La hausse des prix du cloud public est devenue, en quelques mois, le sujet numéro un des dirigeants de TPE, PME et ETI françaises. Microsoft Azure, Amazon Web Services, Google Cloud, VMware racheté par Broadcom : presque tous les grands acteurs de l’infrastructure publique ont relevé leurs tarifs. Côté usage, la vague big data, deep learning et intelligence artificielle pousse aussi le prix de la RAM, de la mémoire vive, du GPU, du stockage NVMe et de la bande passante vers le haut. Le cloud computing public, présenté il y a dix ans comme la solution miracle pour réduire le coût IT, est devenu un poste de dépense imprévisible. Face à cela, le retour vers un hébergeur français disposant de ses propres datacenters reprend tout son sens. Tarifs en euros, souveraineté, confidentialité, gamme maîtrisée, proximité humaine : c’est exactement la promesse de la solution Coaxis, exploitant agréé de ses propres centres de données et expert en infogérance cloud.
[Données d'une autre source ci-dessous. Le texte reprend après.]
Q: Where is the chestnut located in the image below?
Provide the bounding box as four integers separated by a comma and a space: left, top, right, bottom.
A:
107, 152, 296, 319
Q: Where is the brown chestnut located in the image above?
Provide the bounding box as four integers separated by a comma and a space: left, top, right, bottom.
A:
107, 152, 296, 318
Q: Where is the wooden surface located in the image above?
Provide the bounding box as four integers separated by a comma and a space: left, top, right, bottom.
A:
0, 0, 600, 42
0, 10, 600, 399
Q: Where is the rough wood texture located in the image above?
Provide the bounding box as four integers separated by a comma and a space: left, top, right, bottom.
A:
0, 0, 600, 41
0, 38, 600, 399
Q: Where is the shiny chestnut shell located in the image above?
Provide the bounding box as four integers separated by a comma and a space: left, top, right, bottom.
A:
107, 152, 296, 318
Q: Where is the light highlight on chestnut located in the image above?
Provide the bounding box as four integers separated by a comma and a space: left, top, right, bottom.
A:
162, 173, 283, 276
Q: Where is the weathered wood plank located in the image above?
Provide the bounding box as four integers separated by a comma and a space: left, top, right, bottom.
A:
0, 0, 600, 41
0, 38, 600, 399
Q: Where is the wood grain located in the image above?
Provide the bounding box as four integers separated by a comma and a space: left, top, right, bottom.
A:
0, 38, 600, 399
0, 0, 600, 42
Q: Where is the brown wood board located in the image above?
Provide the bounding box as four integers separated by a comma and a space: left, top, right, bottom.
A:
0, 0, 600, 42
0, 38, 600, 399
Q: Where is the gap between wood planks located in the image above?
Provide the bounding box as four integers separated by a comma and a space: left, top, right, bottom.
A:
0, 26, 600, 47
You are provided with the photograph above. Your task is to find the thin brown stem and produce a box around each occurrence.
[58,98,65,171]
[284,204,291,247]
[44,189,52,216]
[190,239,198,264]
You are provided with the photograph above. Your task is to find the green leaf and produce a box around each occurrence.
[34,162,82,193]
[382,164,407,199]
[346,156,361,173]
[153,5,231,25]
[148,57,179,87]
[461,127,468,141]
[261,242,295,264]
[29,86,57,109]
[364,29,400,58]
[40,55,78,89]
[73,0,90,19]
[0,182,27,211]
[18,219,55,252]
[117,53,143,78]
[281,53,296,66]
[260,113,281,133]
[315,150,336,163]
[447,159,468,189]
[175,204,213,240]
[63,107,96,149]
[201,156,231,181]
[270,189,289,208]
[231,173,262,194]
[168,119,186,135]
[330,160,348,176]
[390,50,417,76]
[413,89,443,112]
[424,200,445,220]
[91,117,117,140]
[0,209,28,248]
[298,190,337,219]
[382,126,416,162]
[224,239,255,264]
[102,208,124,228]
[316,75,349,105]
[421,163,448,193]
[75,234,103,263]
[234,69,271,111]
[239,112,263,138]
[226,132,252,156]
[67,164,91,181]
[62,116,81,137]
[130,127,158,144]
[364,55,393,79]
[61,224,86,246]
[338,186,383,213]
Pourquoi le cloud public coûte de plus en plus cher
L’augmentation des prix dans le cloud public n’est plus un signal isolé, c’est un mouvement structurel. Trois mécanismes se cumulent et expliquent pourquoi votre facture mensuelle d’hyperscaler grimpe.
Le change EUR/USD et les hausses unilatérales
La majorité des contrats hyperscalers sont libellés en dollars ou indexés sur le dollar. Toute appréciation de la devise se répercute en quelques semaines. Sur les deux dernières années, Microsoft Azure, AWS et Google Cloud ont chacun ajusté leurs catalogues, parfois de plus de 10 %, sans laisser de marge de négociation à leurs clients. Côté éditeurs, le rachat de VMware par Broadcom a provoqué un séisme : passage en abonnement, suppression des licences perpétuelles, hausses massives sur les renouvellements.
Les frais de sortie de données (egress fees)
Sortir vos données d’un hyperscaler coûte cher. Selon le fournisseur et le volume, le ticket peut représenter 10 à 15 % du budget cloud, jusqu’à beaucoup plus dans les cas extrêmes. C’est l’un des leviers du fameux « lock-in », ce verrouillage qui rend la sortie d’une plateforme aussi coûteuse que technique.
La dépendance aux services managés et au composant matériel
Une fois que votre application utilise une base managée, un service de file de messages, un object storage propriétaire ou une fonction serverless, sortir devient un projet de réécriture. Ajoutez la pression sur le composant matériel (RAM, GPU, NVMe, bare metal), et vous avez le cocktail parfait pour une dépense qui n’arrête plus de monter.
Cloud public, cloud privé, cloud souverain : trois logiques très différentes
Le marché du cloud computing n’est pas monolithique. Bien comprendre les trois grandes familles est la première étape pour reprendre la main sur sa facture.
Cloud public : la mutualisation à grande échelle
Le cloud public repose sur la mutualisation : vos serveurs, votre object storage, votre réseau et votre puissance de calcul partagent les ressources d’un data center avec des milliers d’autres clients. C’est pertinent pour des charges très variables ou des projets globaux, mais vous payez à l’usage des ressources que vous ne contrôlez pas, dans un environnement où les règles de tarification peuvent changer côté fournisseur.
Cloud privé : des ressources dédiées et prévisibles
À l’opposé, le cloud privé vous garantit une infrastructure dédiée, hébergée chez un partenaire identifié, avec une facture stable. C’est le bon réflexe pour les charges prévisibles, les contenus sensibles, les environnements métier critiques. C’est précisément le terrain de jeu de Coaxis.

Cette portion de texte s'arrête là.